TABLE 1: Results for the likelihood ratio tests, the Hosmer and Lemeshow tests and Nagelkerke’s R2.
Conceptual framework

We employed a theory-driven theoretical model that highlights the possible risks and protective factors among school-going adolescents. The model posits that the influence of risk factors on risk behaviours can be mediated by protective factors including strategies that address structural factors that increase the HIV risk. Using this framework, we hypothesised that adolescents who reported having had sex before, watched pornography, had an early sexual debut, were sexually abused, were pressured to have sex by their peers, had sex while drunk and were boys would report engaging in any of the outcome variables (Figure 1).

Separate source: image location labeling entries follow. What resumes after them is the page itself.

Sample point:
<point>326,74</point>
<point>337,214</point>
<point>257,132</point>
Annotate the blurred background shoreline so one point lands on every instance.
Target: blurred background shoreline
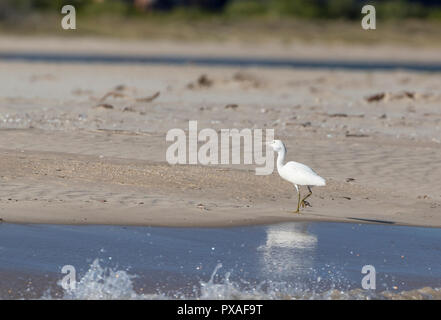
<point>411,22</point>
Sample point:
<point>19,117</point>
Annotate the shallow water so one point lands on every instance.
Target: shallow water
<point>284,261</point>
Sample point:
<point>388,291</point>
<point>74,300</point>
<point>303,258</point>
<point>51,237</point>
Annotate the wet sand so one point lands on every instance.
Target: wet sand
<point>67,158</point>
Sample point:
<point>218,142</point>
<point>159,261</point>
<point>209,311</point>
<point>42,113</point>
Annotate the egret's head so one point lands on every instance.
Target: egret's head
<point>277,145</point>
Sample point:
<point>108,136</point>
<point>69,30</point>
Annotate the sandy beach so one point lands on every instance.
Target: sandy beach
<point>72,153</point>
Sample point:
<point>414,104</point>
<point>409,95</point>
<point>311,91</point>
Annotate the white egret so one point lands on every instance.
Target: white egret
<point>296,173</point>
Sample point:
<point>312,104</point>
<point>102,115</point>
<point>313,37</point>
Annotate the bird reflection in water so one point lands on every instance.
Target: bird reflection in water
<point>288,251</point>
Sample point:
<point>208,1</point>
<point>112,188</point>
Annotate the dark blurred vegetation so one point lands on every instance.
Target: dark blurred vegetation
<point>308,9</point>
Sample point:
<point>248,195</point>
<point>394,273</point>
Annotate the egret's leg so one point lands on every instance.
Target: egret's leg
<point>303,202</point>
<point>298,202</point>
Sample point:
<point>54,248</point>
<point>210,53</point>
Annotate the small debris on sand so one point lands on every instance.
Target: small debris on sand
<point>113,94</point>
<point>149,99</point>
<point>129,109</point>
<point>104,106</point>
<point>376,97</point>
<point>338,115</point>
<point>356,135</point>
<point>390,96</point>
<point>203,81</point>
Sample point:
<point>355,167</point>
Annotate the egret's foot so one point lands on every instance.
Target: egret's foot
<point>305,204</point>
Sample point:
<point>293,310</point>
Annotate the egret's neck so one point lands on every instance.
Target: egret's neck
<point>280,158</point>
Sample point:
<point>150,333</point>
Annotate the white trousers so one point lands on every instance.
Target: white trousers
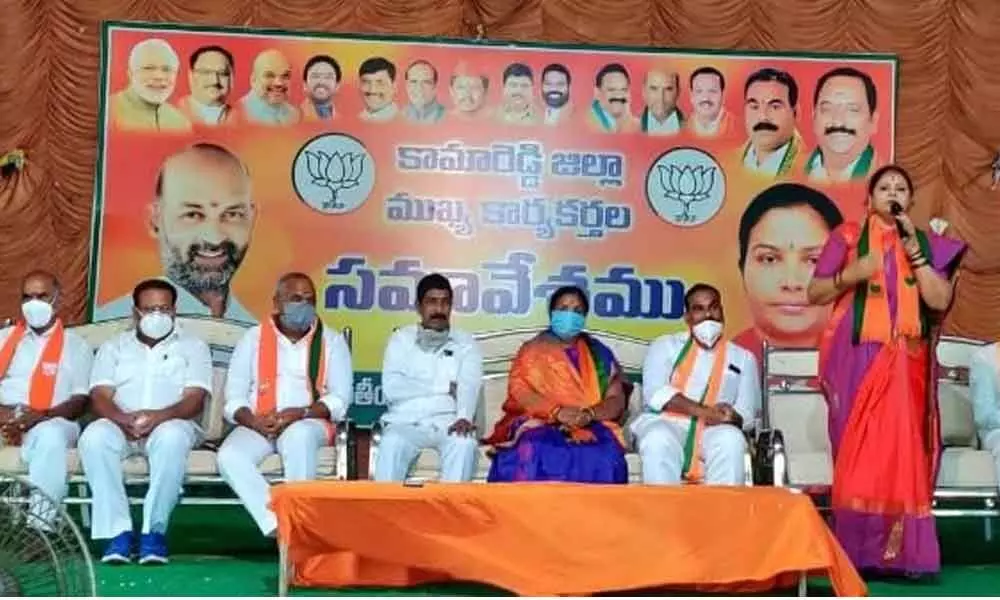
<point>244,450</point>
<point>44,450</point>
<point>661,448</point>
<point>402,443</point>
<point>103,447</point>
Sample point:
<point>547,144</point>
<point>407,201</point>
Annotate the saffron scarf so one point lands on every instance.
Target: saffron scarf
<point>43,377</point>
<point>543,380</point>
<point>679,377</point>
<point>267,365</point>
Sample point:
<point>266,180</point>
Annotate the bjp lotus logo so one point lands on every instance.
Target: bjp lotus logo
<point>333,173</point>
<point>685,187</point>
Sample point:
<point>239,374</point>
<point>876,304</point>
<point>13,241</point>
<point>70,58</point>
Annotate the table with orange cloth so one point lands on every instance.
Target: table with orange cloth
<point>545,539</point>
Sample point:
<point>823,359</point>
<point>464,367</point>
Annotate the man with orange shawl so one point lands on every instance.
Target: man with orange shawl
<point>877,370</point>
<point>565,400</point>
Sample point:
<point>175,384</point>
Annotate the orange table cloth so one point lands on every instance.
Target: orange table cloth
<point>546,539</point>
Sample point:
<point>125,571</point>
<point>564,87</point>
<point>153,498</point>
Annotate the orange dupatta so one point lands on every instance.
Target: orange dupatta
<point>543,380</point>
<point>267,365</point>
<point>679,378</point>
<point>43,377</point>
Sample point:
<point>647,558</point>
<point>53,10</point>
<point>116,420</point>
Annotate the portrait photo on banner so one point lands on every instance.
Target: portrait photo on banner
<point>229,157</point>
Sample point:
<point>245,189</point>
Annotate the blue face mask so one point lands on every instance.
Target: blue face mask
<point>298,316</point>
<point>566,324</point>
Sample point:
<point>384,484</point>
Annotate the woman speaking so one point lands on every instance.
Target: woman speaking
<point>889,281</point>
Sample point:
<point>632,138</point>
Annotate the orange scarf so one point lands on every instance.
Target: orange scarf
<point>267,366</point>
<point>875,321</point>
<point>682,370</point>
<point>43,379</point>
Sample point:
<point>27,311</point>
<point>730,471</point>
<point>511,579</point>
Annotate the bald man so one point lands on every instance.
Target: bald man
<point>267,101</point>
<point>290,378</point>
<point>152,77</point>
<point>44,380</point>
<point>202,216</point>
<point>661,115</point>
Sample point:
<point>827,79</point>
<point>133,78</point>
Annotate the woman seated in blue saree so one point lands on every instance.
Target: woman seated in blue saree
<point>566,398</point>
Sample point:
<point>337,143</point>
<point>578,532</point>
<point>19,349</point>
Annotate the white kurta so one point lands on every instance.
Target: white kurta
<point>299,444</point>
<point>143,378</point>
<point>661,438</point>
<point>44,447</point>
<point>417,387</point>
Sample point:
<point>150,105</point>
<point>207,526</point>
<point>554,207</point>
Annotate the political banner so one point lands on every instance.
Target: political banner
<point>230,157</point>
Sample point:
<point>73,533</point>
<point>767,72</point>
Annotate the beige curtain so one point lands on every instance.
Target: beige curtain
<point>946,134</point>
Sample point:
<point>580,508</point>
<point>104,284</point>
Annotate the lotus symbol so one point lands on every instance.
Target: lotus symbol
<point>686,185</point>
<point>336,172</point>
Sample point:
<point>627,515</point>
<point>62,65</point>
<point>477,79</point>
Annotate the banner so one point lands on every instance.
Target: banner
<point>230,157</point>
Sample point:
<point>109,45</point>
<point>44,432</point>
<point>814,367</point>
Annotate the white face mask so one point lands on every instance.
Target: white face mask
<point>37,313</point>
<point>707,332</point>
<point>156,325</point>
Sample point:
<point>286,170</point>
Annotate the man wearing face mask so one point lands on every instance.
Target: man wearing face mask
<point>431,377</point>
<point>290,379</point>
<point>700,392</point>
<point>44,372</point>
<point>148,386</point>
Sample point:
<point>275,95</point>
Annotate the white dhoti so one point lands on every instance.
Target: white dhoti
<point>244,449</point>
<point>103,447</point>
<point>661,449</point>
<point>402,443</point>
<point>44,450</point>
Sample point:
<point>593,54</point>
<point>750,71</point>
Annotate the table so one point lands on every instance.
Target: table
<point>545,539</point>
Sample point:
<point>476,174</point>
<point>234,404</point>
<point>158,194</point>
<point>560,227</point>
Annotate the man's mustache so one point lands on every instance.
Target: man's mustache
<point>838,129</point>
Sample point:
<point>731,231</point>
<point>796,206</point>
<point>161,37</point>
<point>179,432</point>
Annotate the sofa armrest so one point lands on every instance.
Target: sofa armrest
<point>770,461</point>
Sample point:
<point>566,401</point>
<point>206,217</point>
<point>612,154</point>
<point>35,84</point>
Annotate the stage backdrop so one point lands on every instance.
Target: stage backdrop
<point>511,168</point>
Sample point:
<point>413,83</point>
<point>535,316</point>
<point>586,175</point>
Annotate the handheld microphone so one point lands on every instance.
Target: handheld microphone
<point>897,209</point>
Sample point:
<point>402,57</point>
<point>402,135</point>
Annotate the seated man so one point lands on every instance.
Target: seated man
<point>565,399</point>
<point>431,377</point>
<point>44,377</point>
<point>984,390</point>
<point>148,386</point>
<point>289,377</point>
<point>700,392</point>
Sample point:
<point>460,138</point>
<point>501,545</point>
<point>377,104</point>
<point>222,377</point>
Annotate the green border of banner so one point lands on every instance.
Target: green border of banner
<point>103,93</point>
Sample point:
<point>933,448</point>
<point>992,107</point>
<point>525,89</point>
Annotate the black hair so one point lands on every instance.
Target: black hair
<point>434,281</point>
<point>517,70</point>
<point>154,284</point>
<point>785,195</point>
<point>568,290</point>
<point>608,70</point>
<point>708,71</point>
<point>870,93</point>
<point>873,180</point>
<point>375,64</point>
<point>697,288</point>
<point>322,58</point>
<point>783,77</point>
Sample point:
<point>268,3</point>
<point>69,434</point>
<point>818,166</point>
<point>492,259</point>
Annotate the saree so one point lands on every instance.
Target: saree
<point>882,405</point>
<point>529,445</point>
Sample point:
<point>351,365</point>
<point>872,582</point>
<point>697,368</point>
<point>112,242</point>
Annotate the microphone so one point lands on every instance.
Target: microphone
<point>897,209</point>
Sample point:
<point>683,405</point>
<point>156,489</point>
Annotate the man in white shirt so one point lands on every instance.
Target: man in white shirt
<point>696,382</point>
<point>44,377</point>
<point>431,378</point>
<point>289,377</point>
<point>148,386</point>
<point>984,390</point>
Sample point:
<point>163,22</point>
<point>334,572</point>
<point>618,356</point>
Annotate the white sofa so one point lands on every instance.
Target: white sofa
<point>222,336</point>
<point>795,407</point>
<point>498,349</point>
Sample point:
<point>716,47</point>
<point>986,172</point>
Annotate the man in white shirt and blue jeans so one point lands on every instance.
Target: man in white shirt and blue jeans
<point>431,378</point>
<point>148,386</point>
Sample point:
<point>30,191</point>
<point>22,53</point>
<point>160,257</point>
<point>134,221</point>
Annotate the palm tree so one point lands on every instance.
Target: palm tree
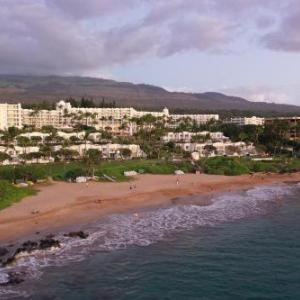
<point>92,158</point>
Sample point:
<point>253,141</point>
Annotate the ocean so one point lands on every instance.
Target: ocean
<point>243,245</point>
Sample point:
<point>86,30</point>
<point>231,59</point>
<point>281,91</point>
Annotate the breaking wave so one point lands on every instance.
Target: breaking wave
<point>145,228</point>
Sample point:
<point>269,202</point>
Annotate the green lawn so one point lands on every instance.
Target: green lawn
<point>62,171</point>
<point>10,194</point>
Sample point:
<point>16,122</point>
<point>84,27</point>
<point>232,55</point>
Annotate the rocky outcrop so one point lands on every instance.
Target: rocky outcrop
<point>14,278</point>
<point>29,246</point>
<point>79,234</point>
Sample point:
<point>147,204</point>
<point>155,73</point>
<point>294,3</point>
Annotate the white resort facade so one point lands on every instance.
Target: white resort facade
<point>242,121</point>
<point>111,119</point>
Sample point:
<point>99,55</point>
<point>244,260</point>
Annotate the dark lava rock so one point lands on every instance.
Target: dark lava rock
<point>28,246</point>
<point>3,251</point>
<point>80,234</point>
<point>14,278</point>
<point>48,243</point>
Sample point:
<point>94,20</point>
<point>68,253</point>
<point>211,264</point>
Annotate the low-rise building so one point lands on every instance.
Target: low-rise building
<point>242,121</point>
<point>116,120</point>
<point>293,126</point>
<point>187,136</point>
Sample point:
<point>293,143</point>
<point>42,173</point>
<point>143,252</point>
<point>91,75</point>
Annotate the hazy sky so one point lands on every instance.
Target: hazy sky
<point>249,48</point>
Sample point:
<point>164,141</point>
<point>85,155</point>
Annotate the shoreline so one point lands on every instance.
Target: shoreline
<point>60,206</point>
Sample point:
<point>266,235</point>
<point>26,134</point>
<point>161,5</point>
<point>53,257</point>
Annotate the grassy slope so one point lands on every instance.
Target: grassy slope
<point>10,194</point>
<point>58,171</point>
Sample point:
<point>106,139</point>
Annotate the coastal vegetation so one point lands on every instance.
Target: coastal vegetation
<point>69,171</point>
<point>10,194</point>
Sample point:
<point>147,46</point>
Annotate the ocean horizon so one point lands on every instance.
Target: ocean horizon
<point>243,245</point>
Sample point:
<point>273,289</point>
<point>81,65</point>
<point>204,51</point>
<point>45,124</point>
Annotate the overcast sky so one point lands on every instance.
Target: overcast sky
<point>248,48</point>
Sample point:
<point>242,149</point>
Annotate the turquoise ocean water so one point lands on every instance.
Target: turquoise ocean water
<point>244,245</point>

As such, young people who have high knowledge of HIV, high sexual self-efficacy and positive peer norms (believe their peers practice safer sexual practices) are likely to report fewer RSB.5,36

FIGURE 1: Risk and protective model for predicting risky sexual behaviour.

Ethical consideration

Approval for the study was granted by Tropical Diseases Research Centre in Ndola, Zambia (IRB Registration Number: 00002911 and FWA Number: 00003729). Permission was granted by the National Health Research Authority (NHRA), Zambia (Ref No: NHRA000001/01/06/2022) and the Biomedical Research Ethics Committee of the University of KwaZulu-Natal in Durban, South Africa (Approval number: BREC/00004141/2022). Written informed consent was obtained from all participants before data collection. We followed the standard procedures of informed consent, which included anonymity and confidentiality. Before the actual data collection, letters of support were obtained from the District Education office and all the participating schools. For adolescents under the age of 18 years, we obtained consent from their parents and guardians to participate in the study. Participants were informed about the purpose, benefits and possible harms of the study. We anonymised all data records and ensured privacy and confidentiality.

Results

Summary of descriptive characteristics

In total, 807 Grade 12 school-going adolescents responded to this study (40 questionnaires were removed because of missing information). There were 332 (41.1%) boys and 475 (58.8%) girls, of whom 386(47.8%) were from the peri-urban region, 94 (11.6%) from the rural and 327 (40.5%) from urban areas. The mean age for both girls and boys was 17.6, range (17.6–17.8). Of the 326 (40.4%) who ever had sex, 157 (48.2%) were girls, 169 (51.84%) were boys and 481 (59.6%) had not experienced sex. Of the sexually active pupils (326), 68 (20.7%) had multiple sexual relationships, 30 (9.2%) had sex while drunk (boys, 16 [4.9%] and girls, 14 [4.3%]), 161 (48.7%) did not use a condom at the last sex, 198 (60.7%) were in age-disparate sexual relationships and 42 (12.8%) had engaged in transactional sexual relationships. Of these pupils, 54 (16.5%) had sex before the age of 16, with a mean age at sex debut of 16.5 (see Table 2).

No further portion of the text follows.